Time for Tea makes a terrific first impression, with signs of a lush, deeply imaginative setting, great atmosphere, and strong writing. That impression isn't quite sustained through extended play, but even so, it's a deserving winner of the 2nd Metafilter competition.
The setting was adapted from Clarabelle Chong's Time 4 Tea, from the 2010 One Page Dungeon competition. Most of the other entrants that I looked at were in a D&Dish vein: caves and orcs and that sort of thing (although I see that Adam Thornton had a winning entry that year entitled Central New Jersey After the 'Big Whoops'). Time 4 Tea is a fantasy/SF Victorian "dungeon" with an enormous amount of imagination stuffed into the one page. There are tea alchemists unlocking magical powers, tea pirates, missing persons, mysterious notebooks, strange symbols, sinister labs filled with unusual machines, and of course, the rough outline of an actual dungeon which ends with the word "secrets!".
Virtually all of this ends up in the IF game (which was not written by Clarabelle Chong), along with some new elements: airships, a cult of Hermes Trismegistus, permutation theory in mathematics, and a touch of Lovecraftian horror. The setting seems fully-formed right out of the gate. Very quickly -- before having left the first room, even -- we find a notebook filled with historical details. We're encouraged to SOCIALIZE with the other patrons in a tea garden, suggesting that this will be a game which takes its pseudo-Victorian backdrop seriously. The initial objects we encounter have been given the deluxe treatment:
> x silver coin
Minted just two years ago, the coin carries the visage of Blake Whitstone, who founded the eponymous city in 1843, just after the War of the Rosy Cross. On the reverse is a diminutive picture of a fleet of clipper ships with minuscule tea leaves inscribed on their tiny sails. The coin should be just enough to buy your afternoon tea.
It's quite a lot to absorb from an opening, but it says to the player: There's some deep world-building going on here; you're in good hands. Unfortunately, while it remains fairly compelling throughout, the game doesn't quite fulfill this promise. The central problem is that it writes a lot of checks that it can't cash. We know from the start there's a grand mystery or conspiracy involving the tea trade, alchemy, and a missing person. As we persevere through the game, more gets piled on. There are grotesque statues, mysterious plants, a bookstore we can't get into, massive machines, engravings, creepy paintings, old tomes, all lavishly described with seemingly important detail. It turns out that hardly any of it actually matters. At the end, when we have won, we have learned almost nothing. The author ran with all the interesting stuff in Chong's original design, added yet more cool stuff to it, but didn't actually tie anything together. The game is all loose ends. It's a shame, because it's a hell of a setup.
After that first room or two,
Time for Tea also becomes somewhat thinly implemented: there are a lot of objects which appear important but are only painted on; actions which should be plausible but are not accounted for; synonyms expected but not found; and just a couple of NPCs with not much to say. The game is written with a definite just-enough aesthetic.

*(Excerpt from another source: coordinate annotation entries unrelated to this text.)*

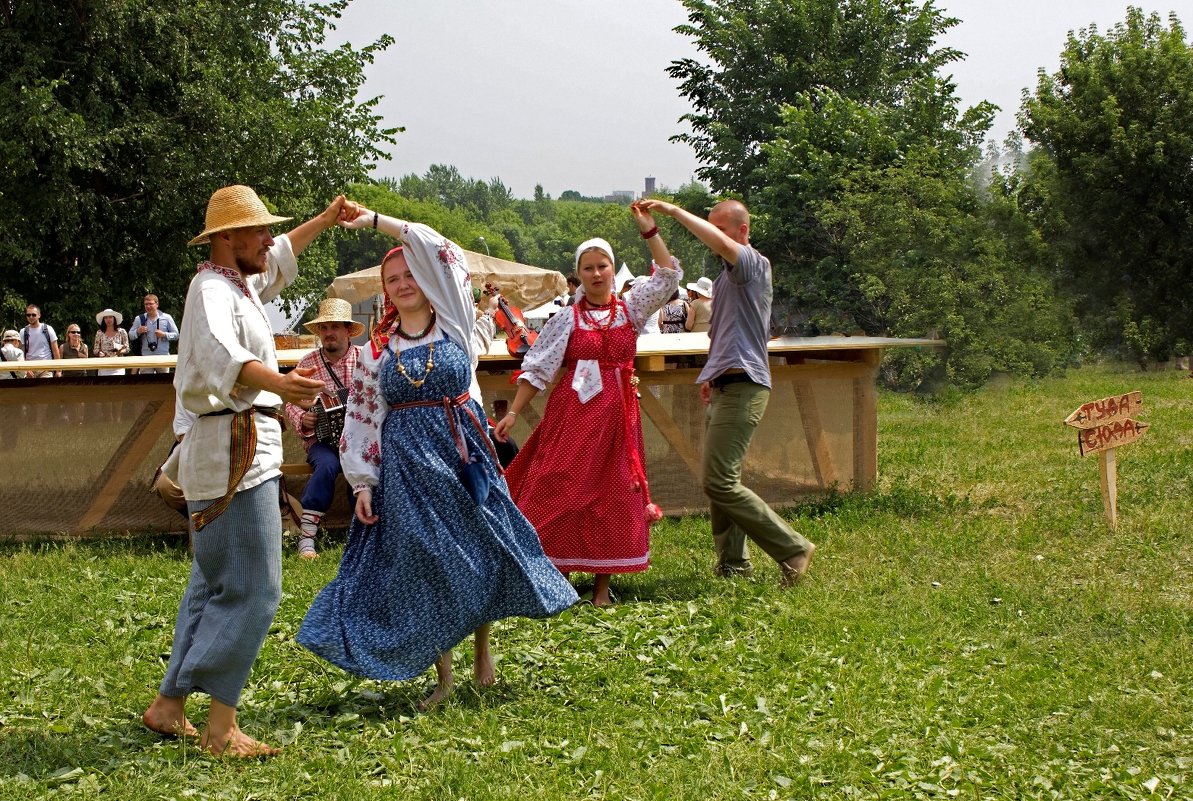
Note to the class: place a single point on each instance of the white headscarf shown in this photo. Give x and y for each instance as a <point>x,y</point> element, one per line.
<point>440,270</point>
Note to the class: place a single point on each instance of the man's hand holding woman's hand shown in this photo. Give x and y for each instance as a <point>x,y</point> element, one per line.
<point>364,507</point>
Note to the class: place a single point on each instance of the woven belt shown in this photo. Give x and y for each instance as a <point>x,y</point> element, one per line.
<point>447,405</point>
<point>241,451</point>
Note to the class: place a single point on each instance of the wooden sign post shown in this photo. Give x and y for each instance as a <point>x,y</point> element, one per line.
<point>1104,425</point>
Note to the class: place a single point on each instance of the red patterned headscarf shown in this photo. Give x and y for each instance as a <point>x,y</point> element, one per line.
<point>381,332</point>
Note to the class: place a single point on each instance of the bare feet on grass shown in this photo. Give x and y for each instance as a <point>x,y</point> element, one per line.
<point>167,716</point>
<point>482,659</point>
<point>223,737</point>
<point>795,568</point>
<point>236,745</point>
<point>443,689</point>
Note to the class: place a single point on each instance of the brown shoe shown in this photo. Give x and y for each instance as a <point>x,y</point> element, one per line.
<point>793,568</point>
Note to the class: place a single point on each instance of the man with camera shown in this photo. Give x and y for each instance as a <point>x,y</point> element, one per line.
<point>320,426</point>
<point>154,331</point>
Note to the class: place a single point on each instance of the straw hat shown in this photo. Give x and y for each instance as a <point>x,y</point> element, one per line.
<point>235,207</point>
<point>335,309</point>
<point>703,285</point>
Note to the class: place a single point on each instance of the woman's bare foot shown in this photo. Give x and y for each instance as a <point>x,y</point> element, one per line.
<point>482,659</point>
<point>443,689</point>
<point>167,716</point>
<point>600,591</point>
<point>236,745</point>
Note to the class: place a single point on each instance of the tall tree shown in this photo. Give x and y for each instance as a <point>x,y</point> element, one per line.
<point>1112,185</point>
<point>119,117</point>
<point>834,121</point>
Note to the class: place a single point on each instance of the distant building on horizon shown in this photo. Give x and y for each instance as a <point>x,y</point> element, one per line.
<point>620,196</point>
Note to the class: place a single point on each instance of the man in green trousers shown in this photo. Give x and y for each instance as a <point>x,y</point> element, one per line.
<point>735,384</point>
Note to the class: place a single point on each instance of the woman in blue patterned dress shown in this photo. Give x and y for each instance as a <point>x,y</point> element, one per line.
<point>425,564</point>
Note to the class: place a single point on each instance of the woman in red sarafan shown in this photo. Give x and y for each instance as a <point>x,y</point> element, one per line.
<point>580,478</point>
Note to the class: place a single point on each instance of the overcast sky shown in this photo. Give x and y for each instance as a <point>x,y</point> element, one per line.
<point>574,93</point>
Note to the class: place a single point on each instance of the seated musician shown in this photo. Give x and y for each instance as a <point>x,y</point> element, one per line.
<point>320,427</point>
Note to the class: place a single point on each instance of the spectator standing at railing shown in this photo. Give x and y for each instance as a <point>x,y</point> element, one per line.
<point>10,352</point>
<point>155,330</point>
<point>111,339</point>
<point>38,342</point>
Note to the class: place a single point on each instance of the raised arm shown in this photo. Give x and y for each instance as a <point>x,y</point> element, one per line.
<point>306,233</point>
<point>704,230</point>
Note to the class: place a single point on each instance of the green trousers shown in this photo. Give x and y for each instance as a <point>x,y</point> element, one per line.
<point>733,414</point>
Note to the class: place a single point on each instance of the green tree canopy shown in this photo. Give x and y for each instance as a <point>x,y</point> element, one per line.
<point>1111,182</point>
<point>118,118</point>
<point>834,122</point>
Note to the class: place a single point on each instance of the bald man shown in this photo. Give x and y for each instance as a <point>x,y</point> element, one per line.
<point>735,384</point>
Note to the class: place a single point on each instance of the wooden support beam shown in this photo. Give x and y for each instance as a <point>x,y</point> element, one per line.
<point>156,418</point>
<point>678,441</point>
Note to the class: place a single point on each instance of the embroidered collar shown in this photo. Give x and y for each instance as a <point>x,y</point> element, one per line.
<point>230,275</point>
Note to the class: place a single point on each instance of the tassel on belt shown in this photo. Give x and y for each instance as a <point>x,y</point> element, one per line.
<point>241,451</point>
<point>449,404</point>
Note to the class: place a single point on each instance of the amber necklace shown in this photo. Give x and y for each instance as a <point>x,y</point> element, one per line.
<point>431,364</point>
<point>586,309</point>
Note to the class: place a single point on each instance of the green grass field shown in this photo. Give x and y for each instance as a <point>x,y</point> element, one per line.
<point>972,629</point>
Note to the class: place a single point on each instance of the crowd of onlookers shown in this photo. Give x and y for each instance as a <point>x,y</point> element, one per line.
<point>149,333</point>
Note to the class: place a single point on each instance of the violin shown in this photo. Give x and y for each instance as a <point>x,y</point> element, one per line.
<point>518,337</point>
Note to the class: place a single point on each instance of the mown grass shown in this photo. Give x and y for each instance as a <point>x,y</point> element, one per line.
<point>972,629</point>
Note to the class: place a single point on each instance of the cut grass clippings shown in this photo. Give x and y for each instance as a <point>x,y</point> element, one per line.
<point>971,629</point>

If something is directly related to the solution, it'll be manipulable or takeable, and might have second-order descriptions. If not, it might still get a very detailed description, but otherwise will be swaddled in default responses.
The puzzles are mostly in the just-about-right range, except for two. One of these involves a
(Spoiler - click to show)hungry animal who has something you need. If you are reading this, you already know the solution. The obvious actions do not work, though, and the failure messages you get are highly misleading. (In fact, the solution makes no sense at all, as you have to perform the action on the
(Spoiler - click to show)wrong animal). The other puzzle is one of the hardest I've ever seen in any game. To access a certain location, you must place objects in a specific order. This order is determined by
(Spoiler - click to show)understanding a bit of mathematics I've never heard of (and which took quite a bit of concentration to grasp), finding two codes, performing a very unexpected (and unmentioned) operation on those two codes, and then taking the result and decoding it back into a value. Or to be more precise, decoding it into one of two values, because the game randomly selects between them. As you work on the puzzle, there is no feedback to give you any confidence that you actually understand what you're doing. The game has built-in hints, but they are so limited and so coy as to be useless. The hint given for the ordering puzzle is "Everything in its right place, but which place is right?". Ultimately, I contacted the author for the solution.
I've been mostly negative here, and I didn't mean to be. I found the mystery at the game's center compelling enough to want to see it through, to try decompiling the game to help solve that inscrutable puzzle, and to track down and email the author for help.
Time for Tea is unquestionably the cream of the 2010 Metafilter competition. But to actually tell the story it wants to tell, it would need to be as long as Anchorhead.